Alles unter einem Hut

Die Softwaretechnologie Open OS, ein Bestandteil der Simatic PCS 7, ist eine offene Lösung, die heterogene Systemlandschaften und Drittkomponenten wie CodeSys, Wago, Freelance und auch Simatic S7-1500 miteinander verbindet. Das machte beim H2BER-Projekt ein Konzept für die Gesamtsynchronisation überflüssig. Wichtig war allen Partnern der sogenannte Know-how-Schutz, sprich der Schutz ihrer Patent-, Marken- und Urheberrechte. Open OS gewährleistet diesen Schutz und erhält seine Daten für die Signalverarbeitung aus unter- und nebengeordneten Anlagenteilen, die das System dann in einer Messwarte zusammenführt. Über WinCC-Kommunikationskanäle oder OPC lassen sich in das Prozessleitsystem Einzelkomponenten wie speicherprogrammierbare Steuerungen (SPS) und Controller anderer Hersteller ebenso einbinden wie montagefertige Package Units. Dabei schafft Open OS ein PCS 7-kompatibles Abbild des zu integrierenden Systems mit dem Ergebnis, dass der Anlagenfahrer auf einer einheitlichen Ebene der Visualisierung arbeitet.
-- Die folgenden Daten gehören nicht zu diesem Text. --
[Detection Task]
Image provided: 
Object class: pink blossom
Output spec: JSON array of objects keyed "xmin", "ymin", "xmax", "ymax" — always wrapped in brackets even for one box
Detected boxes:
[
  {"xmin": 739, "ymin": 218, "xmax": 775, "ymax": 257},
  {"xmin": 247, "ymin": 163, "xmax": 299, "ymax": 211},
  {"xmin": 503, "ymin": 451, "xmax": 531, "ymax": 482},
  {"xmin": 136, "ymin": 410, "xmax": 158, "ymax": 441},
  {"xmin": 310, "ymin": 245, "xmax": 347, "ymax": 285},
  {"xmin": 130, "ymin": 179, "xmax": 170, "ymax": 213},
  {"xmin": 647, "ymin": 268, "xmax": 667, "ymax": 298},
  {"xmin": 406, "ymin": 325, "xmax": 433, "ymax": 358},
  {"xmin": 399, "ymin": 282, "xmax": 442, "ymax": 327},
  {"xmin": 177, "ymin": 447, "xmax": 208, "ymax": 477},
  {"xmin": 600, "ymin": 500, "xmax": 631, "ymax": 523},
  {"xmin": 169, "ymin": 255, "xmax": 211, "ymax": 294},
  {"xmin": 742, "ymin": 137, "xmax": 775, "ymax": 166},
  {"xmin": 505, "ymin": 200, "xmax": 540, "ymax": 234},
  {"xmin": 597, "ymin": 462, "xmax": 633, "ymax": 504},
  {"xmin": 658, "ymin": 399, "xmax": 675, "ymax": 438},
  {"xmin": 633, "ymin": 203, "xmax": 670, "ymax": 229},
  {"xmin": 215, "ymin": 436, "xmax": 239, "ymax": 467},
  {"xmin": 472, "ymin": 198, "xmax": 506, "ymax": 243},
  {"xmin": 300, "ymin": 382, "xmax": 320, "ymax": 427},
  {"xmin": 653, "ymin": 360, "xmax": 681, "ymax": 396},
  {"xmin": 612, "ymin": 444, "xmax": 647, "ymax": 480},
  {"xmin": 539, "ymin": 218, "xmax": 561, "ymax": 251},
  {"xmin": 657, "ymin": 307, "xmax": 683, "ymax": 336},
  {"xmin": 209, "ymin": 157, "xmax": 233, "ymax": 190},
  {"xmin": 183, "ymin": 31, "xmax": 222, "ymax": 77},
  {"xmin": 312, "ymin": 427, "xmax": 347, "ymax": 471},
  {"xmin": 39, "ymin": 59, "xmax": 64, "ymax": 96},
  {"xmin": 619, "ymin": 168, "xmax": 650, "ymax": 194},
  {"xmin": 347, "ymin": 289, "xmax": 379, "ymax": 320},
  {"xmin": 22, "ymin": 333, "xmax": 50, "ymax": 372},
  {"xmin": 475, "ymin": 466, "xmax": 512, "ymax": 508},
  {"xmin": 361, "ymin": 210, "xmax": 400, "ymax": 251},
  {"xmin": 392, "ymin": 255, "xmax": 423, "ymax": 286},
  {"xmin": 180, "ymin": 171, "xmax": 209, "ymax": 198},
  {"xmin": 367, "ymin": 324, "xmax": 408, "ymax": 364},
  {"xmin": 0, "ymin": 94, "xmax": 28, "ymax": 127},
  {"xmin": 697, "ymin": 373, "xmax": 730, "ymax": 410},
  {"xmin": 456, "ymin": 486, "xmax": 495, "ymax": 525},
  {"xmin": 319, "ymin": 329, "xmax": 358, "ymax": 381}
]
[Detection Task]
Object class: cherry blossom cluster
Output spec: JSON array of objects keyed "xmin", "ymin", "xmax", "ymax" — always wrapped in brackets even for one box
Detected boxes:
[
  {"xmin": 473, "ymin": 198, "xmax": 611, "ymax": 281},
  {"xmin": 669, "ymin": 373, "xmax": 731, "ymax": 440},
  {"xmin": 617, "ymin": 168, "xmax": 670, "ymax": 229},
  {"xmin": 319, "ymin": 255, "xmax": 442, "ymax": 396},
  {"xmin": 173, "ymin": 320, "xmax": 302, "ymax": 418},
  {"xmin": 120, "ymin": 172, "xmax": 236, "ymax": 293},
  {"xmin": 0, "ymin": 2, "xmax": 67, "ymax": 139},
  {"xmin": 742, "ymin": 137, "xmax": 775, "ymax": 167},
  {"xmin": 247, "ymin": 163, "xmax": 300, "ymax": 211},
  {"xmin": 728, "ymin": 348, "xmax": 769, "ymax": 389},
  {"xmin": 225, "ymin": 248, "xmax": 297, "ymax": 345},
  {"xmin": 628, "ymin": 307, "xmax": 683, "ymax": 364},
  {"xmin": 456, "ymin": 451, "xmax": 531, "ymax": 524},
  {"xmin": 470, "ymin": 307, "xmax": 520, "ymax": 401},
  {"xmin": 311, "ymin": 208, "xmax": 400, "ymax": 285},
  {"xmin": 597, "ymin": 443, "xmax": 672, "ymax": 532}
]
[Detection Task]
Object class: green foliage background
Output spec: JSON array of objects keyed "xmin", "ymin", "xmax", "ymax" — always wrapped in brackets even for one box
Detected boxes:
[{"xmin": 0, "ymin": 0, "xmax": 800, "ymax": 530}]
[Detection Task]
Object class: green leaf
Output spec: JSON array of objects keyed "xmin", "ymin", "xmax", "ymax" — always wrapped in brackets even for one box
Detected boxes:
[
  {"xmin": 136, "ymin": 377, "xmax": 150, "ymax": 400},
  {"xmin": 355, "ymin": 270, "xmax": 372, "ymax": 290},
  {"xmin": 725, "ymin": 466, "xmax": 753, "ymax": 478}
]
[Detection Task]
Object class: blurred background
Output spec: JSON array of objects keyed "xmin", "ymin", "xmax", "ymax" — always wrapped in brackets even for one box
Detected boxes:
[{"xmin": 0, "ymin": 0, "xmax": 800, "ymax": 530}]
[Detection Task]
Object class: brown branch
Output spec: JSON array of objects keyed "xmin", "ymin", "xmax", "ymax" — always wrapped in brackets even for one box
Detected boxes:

Ein weiterer Vorteil der Open OS-Lösung ist die Datenarchivierung, die über das System vollautomatisch abläuft. Die Langzeitarchivierung erfolgt über den integrierten Process-Historian-Server von Siemens. Zudem kann mit Open OS die Speicherung als XML-File erfolgen, wodurch einmal aufgesetzte Lösungen reproduzierbar werden. Das reduziert den Engineering- und Kostenaufwand für beispielsweise eine zweite H2-Tankstelle erheblich. Mit der umfangreichen Siemens-Lösung war es letztlich möglich, sowohl den engen Zeitrahmen einzuhalten als auch den Know-how-Schutz und eine Rundum-die-Uhr-Verfügbarkeit der Tankstelle und aller Systeme sicherzustellen. Und das, ohne die Automatisierungstechnologien der beteiligten Partner wesentlich verändern zu müssen.